According to the Association of American Publishers, e-book sales increased in the first quarter of 2011 more than 150% to $233.1 million. During the same period, print books saw a decline of about 23% from the previous year.
So that is it for the book publishers, right? Maybe not. Here is a peek at where things stand for the following five publicly traded U.S. book publishing companies.
Courier (NASDASQ: CRRC): Known primarily as one of the nation's largest book printers, Courier also publishes home and garden books, fiction and education materials. Courier reported a revenue increase in the most recent quarterly report, but earnings fell due to a plant closing and the closure of some Borders book stores. Courier has a nice dividend yield of 7.7%, but last week, the share price slipped to a 52-week low of $11 after falling about 22% in the past three months. The stock is at its lowest point since March of 2009. Not surprisingly, it has underperformed the industry average since the beginning of the year.
John Wiley & Sons (NYSE: JW-A): For Dummies, Frommer's and CliffsNotes are just a few of the lines from Wiley, a publisher of reference works, textbooks and journals. The company's earnings per share and revenue were better than expected in the most recent quarterly report, due in part to higher revenue from digital products. "Customer purchasing patterns continue to shift," CEO Will Pesce said. "Wiley is well-positioned to capitalize on this shift as a result of our publishing strategy." The dividend yield is 1.2% and the return on equity is 21.2%. Shares are trading near the 52-week high of $53 after climbing more than 23% in the past six months. The stock's performance has been in line with the book publishing industry average in that time.
McGraw-Hill (NYSE: MHP): One of the world's largest producers of textbooks and other educational materials, its Standard & Poor's (S&P) unit provides indexes and credit ratings as well. Earlier this month, the company launched its McGraw-Hill eBook Library, offering more than 1,000 titles to institutions around the world. McGraw-Hill also said in April it would accelerate its share buyback program. The company has a dividend yield of 2.2% and its return on equity is 40.7%. The share price is still in the neighborhood of the recent 52-week high of $43.50. So of course the stock has outperformed the broader markets and also the book publishing industry average since the beginning of the year.
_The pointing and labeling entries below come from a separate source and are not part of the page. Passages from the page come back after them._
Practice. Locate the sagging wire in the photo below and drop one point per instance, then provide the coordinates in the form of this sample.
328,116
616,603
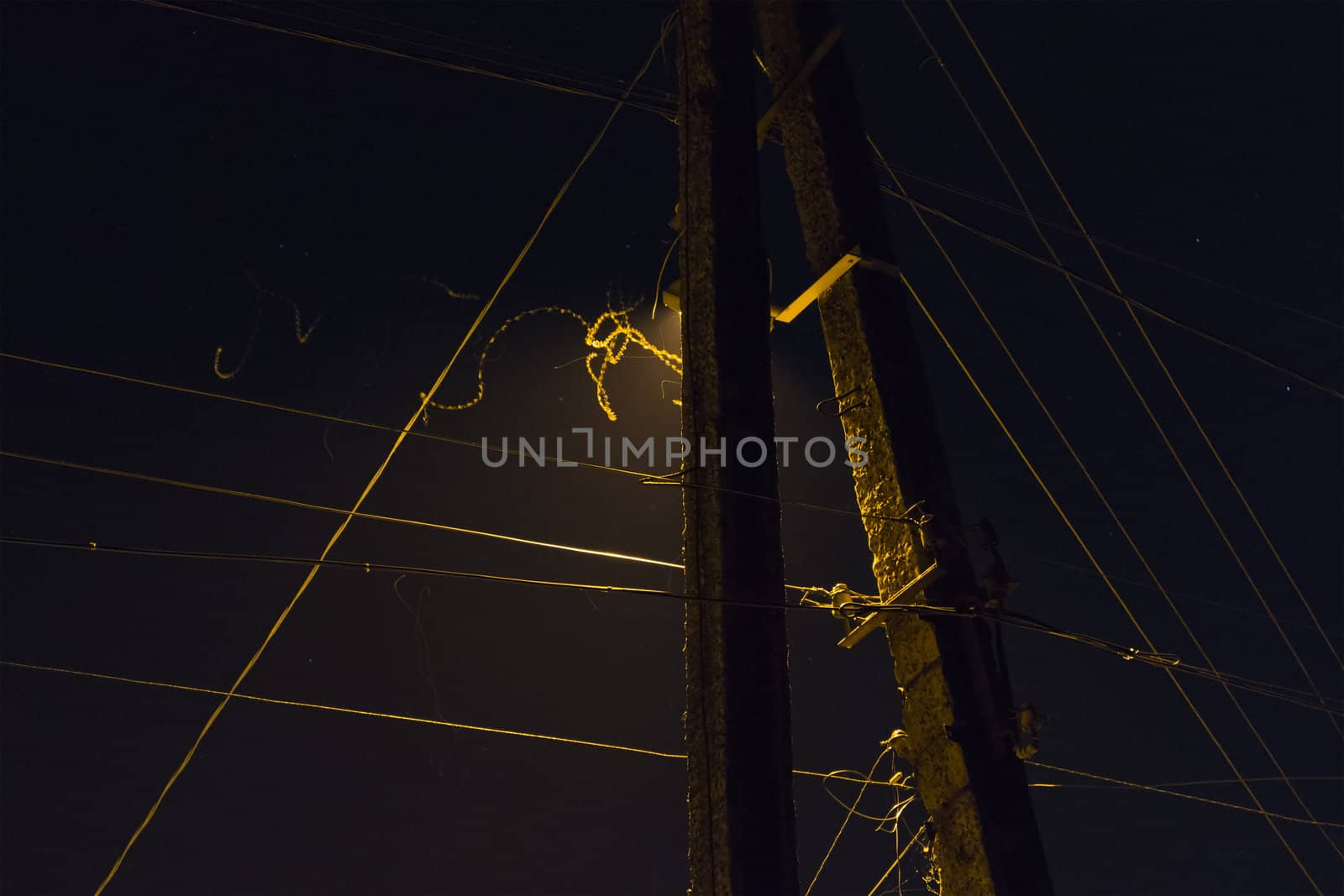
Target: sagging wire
609,336
851,810
302,335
Pearson (NYSE: PSO): London-based Pearson is a leading publisher of textbooks, as well as fiction and nonfiction through its Penguin Group and the Financial Times newspaper. In an interview earlier this year, CEO Marjorie Scardino attributed Pearson's strong performance to its digital and emerging market strategies. CFO Robin Freestone said the company would seek to use its strong cash position to continue to provide organic investment, make acquisitions and increase the dividend. The share price has pulled back about 4% from a recent 52-week high of $19.40. The stock has outperformed the broader markets year-to-date but has been in line with the book publishing industry average.
Scholastic (NASDASQ: SCHL): New York-based Scholastic was the U.S. publisher of the phenomenally successful Harry Potter series. The leading children's book publisher posted a larger-than-expected net loss in the most recent quarter as schools struggle with reduced budgets and Scholastic accelerated spending on digital initiatives. CEO Richard Robinson said, "We are maintaining our outlook for free cash flow, based on a strong balance sheet and tight working capital management." The dividend yield is 1.2%. Shares have traded mostly between $26 and $27 since late March; the 52-week high is $32 per share. The stock has underperformed the broader markets since the beginning of the year.